A villain unchallenged

It used to be that when gay and lesbian people — or any marginalized group for that matter — were driven to resist oppression, the villains were easy to spot and confront.

The giant, hairy-knuckled hand of government harassed, arrested, silenced and imprisoned gay people under the presumption that doing so was necessary to the maintenance of peace, order and good government. Gay activists assessed rightly that biting, slapping and ripping at that brutish hand until change was effected was key to our liberation.

Change is the way of things. There are still fights to be fought but the rules are different now and the villains are harder to spot.

This issue we’re pleased to present a five-page feature about Vancouver’s Little Sister’s bookstore. The store is celebrating its 25th anniversary this year. After fighting for 23 of those years against a government that thought it reasonable to root through other people’s mail to stop the dissemination of gay and lesbian ideas, the proprietors are ready to rest.

One day early in 2007, while we waited for a ruling on whether Little Sister’s would be granted the money it needed to continue its critical battle against government censorship, I asked the store’s co-owner Jim Deva how much that fight weighed on his mind.

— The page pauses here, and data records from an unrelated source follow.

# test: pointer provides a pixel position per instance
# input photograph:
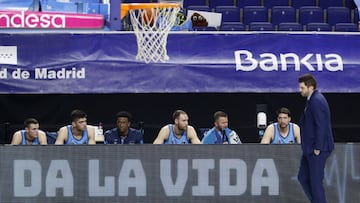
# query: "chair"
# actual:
(51, 137)
(300, 3)
(214, 3)
(290, 27)
(318, 27)
(282, 14)
(346, 27)
(272, 3)
(330, 3)
(187, 3)
(202, 28)
(350, 4)
(255, 14)
(311, 14)
(232, 26)
(137, 1)
(202, 131)
(229, 13)
(243, 3)
(199, 8)
(356, 16)
(338, 15)
(31, 5)
(261, 26)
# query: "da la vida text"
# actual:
(43, 73)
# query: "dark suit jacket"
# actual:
(315, 125)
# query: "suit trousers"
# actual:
(311, 175)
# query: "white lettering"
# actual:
(171, 188)
(95, 190)
(203, 166)
(245, 61)
(238, 187)
(269, 59)
(59, 176)
(20, 74)
(295, 59)
(334, 63)
(63, 73)
(132, 175)
(32, 20)
(271, 180)
(3, 73)
(27, 178)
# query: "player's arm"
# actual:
(17, 138)
(268, 135)
(91, 134)
(297, 134)
(192, 136)
(62, 136)
(42, 137)
(163, 135)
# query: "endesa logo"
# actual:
(24, 19)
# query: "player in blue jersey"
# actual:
(78, 132)
(178, 133)
(283, 131)
(221, 133)
(31, 135)
(123, 134)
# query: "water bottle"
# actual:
(100, 130)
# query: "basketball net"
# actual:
(151, 27)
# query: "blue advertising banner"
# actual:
(150, 174)
(199, 62)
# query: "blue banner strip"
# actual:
(199, 62)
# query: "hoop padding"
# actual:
(152, 25)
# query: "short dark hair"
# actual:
(308, 80)
(29, 121)
(284, 111)
(177, 113)
(77, 114)
(219, 114)
(124, 114)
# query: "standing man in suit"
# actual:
(316, 139)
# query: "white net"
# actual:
(151, 27)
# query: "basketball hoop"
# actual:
(151, 23)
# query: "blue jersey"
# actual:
(289, 139)
(23, 141)
(214, 136)
(72, 140)
(174, 140)
(133, 137)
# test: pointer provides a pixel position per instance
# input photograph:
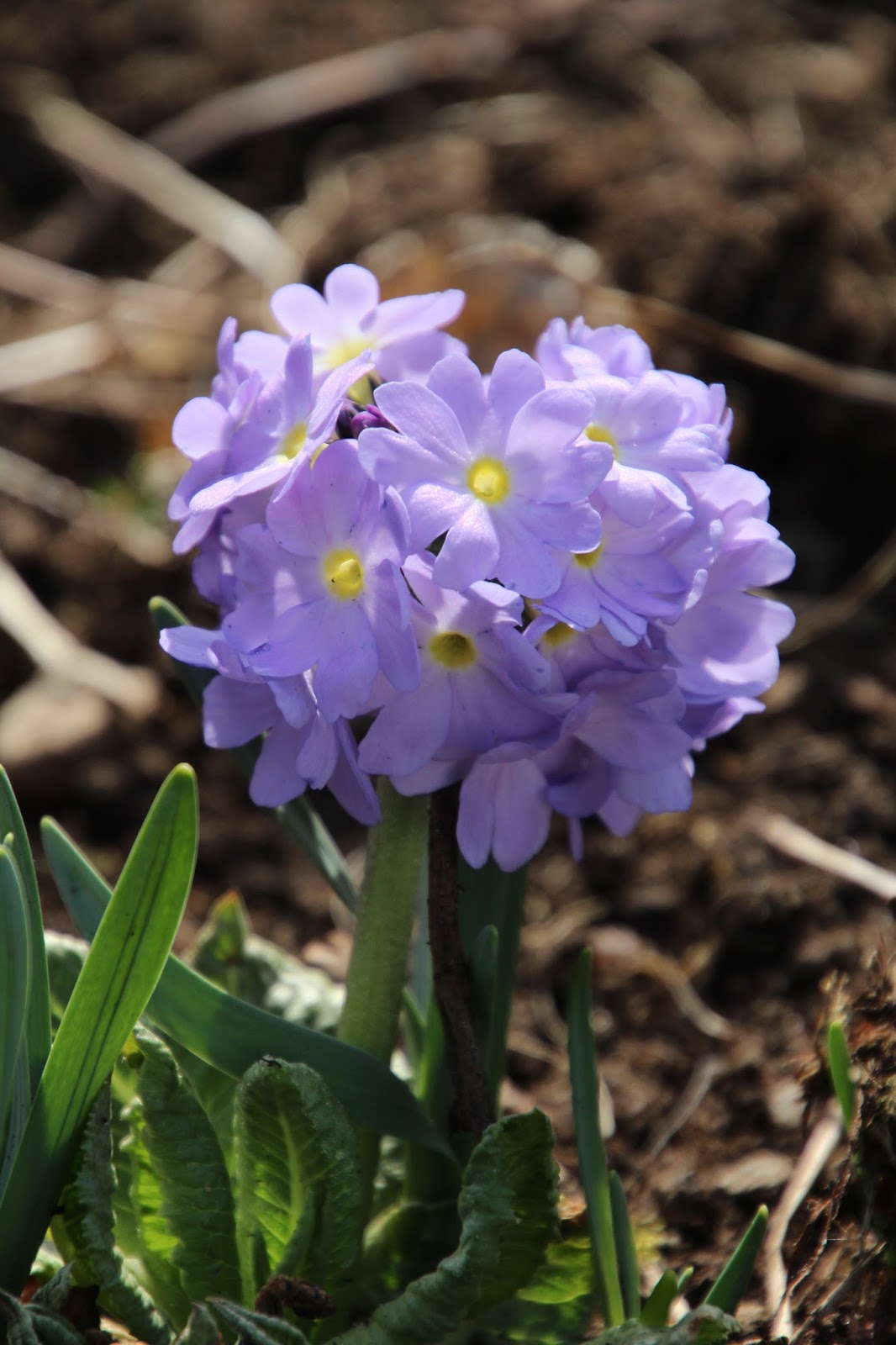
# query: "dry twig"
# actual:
(143, 171)
(799, 844)
(327, 87)
(27, 482)
(57, 354)
(704, 1075)
(58, 652)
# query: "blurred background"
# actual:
(720, 177)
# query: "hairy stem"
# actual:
(472, 1106)
(396, 857)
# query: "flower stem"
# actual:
(472, 1105)
(378, 968)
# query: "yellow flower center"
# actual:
(488, 479)
(343, 351)
(587, 558)
(293, 443)
(452, 650)
(343, 572)
(557, 636)
(600, 435)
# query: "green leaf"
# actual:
(87, 1217)
(232, 1036)
(730, 1284)
(256, 1328)
(143, 1232)
(508, 1212)
(298, 1176)
(54, 1295)
(662, 1295)
(556, 1305)
(129, 950)
(841, 1071)
(15, 988)
(38, 1021)
(593, 1157)
(704, 1327)
(195, 1188)
(17, 1322)
(626, 1250)
(201, 1329)
(298, 817)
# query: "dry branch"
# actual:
(60, 654)
(799, 844)
(143, 171)
(327, 87)
(27, 482)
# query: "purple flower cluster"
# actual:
(535, 583)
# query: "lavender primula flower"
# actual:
(300, 748)
(633, 576)
(498, 470)
(343, 540)
(289, 423)
(401, 334)
(203, 430)
(642, 423)
(479, 683)
(725, 643)
(576, 350)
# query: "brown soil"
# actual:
(735, 161)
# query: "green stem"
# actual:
(377, 973)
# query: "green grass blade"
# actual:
(129, 950)
(232, 1035)
(665, 1291)
(730, 1284)
(87, 1221)
(841, 1071)
(593, 1157)
(626, 1250)
(38, 1021)
(298, 817)
(15, 989)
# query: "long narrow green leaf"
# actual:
(626, 1250)
(230, 1035)
(730, 1284)
(841, 1071)
(255, 1328)
(15, 988)
(298, 1174)
(665, 1291)
(298, 817)
(87, 1217)
(509, 1219)
(589, 1141)
(187, 1160)
(38, 1020)
(141, 1228)
(129, 950)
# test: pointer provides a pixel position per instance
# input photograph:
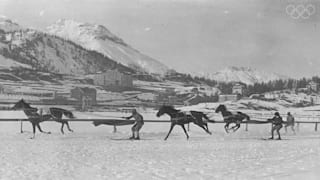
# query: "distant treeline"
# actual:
(256, 88)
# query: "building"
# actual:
(200, 99)
(238, 89)
(113, 78)
(86, 97)
(229, 97)
(313, 86)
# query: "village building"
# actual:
(229, 97)
(313, 86)
(113, 78)
(86, 97)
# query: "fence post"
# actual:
(114, 129)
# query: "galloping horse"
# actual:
(181, 118)
(229, 118)
(35, 118)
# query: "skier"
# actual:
(276, 125)
(137, 126)
(290, 122)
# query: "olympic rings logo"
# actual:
(300, 11)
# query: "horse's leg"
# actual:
(185, 131)
(21, 131)
(34, 130)
(62, 124)
(172, 125)
(236, 127)
(38, 125)
(205, 128)
(226, 127)
(67, 123)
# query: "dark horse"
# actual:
(229, 118)
(181, 118)
(35, 118)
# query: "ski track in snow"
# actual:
(96, 153)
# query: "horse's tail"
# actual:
(97, 123)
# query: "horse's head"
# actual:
(221, 108)
(69, 114)
(22, 105)
(166, 110)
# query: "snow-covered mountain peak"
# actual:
(71, 29)
(8, 25)
(246, 75)
(99, 38)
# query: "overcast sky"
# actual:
(195, 35)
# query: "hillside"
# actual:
(100, 39)
(243, 74)
(48, 53)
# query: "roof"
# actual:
(86, 90)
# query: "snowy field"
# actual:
(98, 153)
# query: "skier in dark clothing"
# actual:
(276, 125)
(137, 126)
(290, 122)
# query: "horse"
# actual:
(230, 117)
(181, 118)
(35, 118)
(57, 114)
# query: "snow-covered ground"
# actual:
(97, 153)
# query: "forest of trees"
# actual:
(257, 88)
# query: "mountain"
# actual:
(44, 52)
(8, 25)
(100, 39)
(243, 74)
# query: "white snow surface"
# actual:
(97, 153)
(98, 38)
(243, 74)
(6, 63)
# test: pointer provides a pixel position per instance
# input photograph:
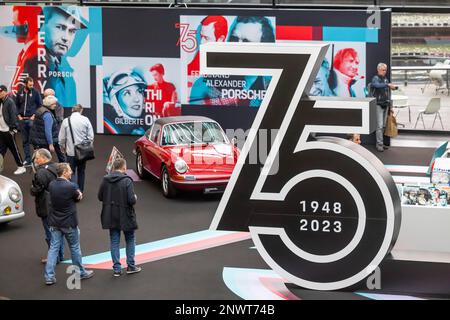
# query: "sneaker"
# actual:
(133, 269)
(20, 170)
(117, 273)
(88, 274)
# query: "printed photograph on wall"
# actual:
(136, 91)
(221, 90)
(343, 71)
(51, 45)
(426, 195)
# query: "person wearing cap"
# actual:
(8, 128)
(82, 131)
(60, 28)
(28, 100)
(124, 90)
(59, 116)
(162, 95)
(44, 133)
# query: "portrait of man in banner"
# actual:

After almost a quarter century of always wondering if the next ruling would be the one to put the store out of business I wanted to know if it got easier. I wanted to know what, if anything, kept him staring at the ceiling at night.

His answer surprised me.

He hadn’t lost sleep over the ruling, he told me. The part that kept him awake at night, the part that got harder every year, was finding ways to keep the store afloat.

Since the emergence of Chapters and Indigo some 15 years ago, the big-box bookseller’s stranglehold on the Canadian book business has made life for independent shops like Little Sister’s much more difficult. Scores of independent booksellers are gone. Little Sister’s adapted by, among other things, broadening its selection of sex toys and gay porn. The rise of the internet added pressure to that end of the business and then in 2005 a well-known retailer of gay porn and sex toys that enjoys a competitive wholesale advantage in its market opened an outlet just a stone’s throw from Deva’s store. Again Little Sister’s adapted to survive.

All this illustrates that economic forces — disparity of wealth, homo-genization of media and culture, commodification of knowledge and its delivery, deregulation of big business — can be a villain every bit as dangerous to sexual minorities today as tyrannical government has been in the past.

Another case in point is our story this issue on OutTV’s ongoing battle with Shaw Communications. I asked OutTV chief operating officer Brad Danks about Shaw’s power to marginalize the gay television station and to control Canadian expression and morality.

 

“The last thing we should be doing as a society is giving more power to companies that simply provide a technology pipe,” he said. “They are, by virtue of how that business was developed, in control of the consumer relationship. No one should underestimate the power that that gives them.”

Another illustrative case in point is the ongoing prattle about the death of Toronto’s gay village. Church St is prospering but it’s clear that the economics of downtown Toronto, and by extension the gay village, are changing. It’s becoming much harder to afford to live here.

“It’s not the government that’s the problem anymore; it’s really the market working so effectively that it’s making the neighbourhoods incredibly valuable for new real estate developers,” urban thinker and business professor Richard Florida told me in March. “When Jane [Jacobs] wrote about Toronto she wanted to protect it from the heavy hand of government urban planners. Now, I don’t want to say it’s the reverse, but now those neighbourhoods have become valuable again so it’s the market that’s reshaping them, not the heavy hand of government planners. That’s going to take a very, very different kind of strategy.”

That new strategy may need to develop from the premise that the invisible hand of the free market, if left entirely to its own devices, is quickly becoming the 21st-century’s great oppressive villain.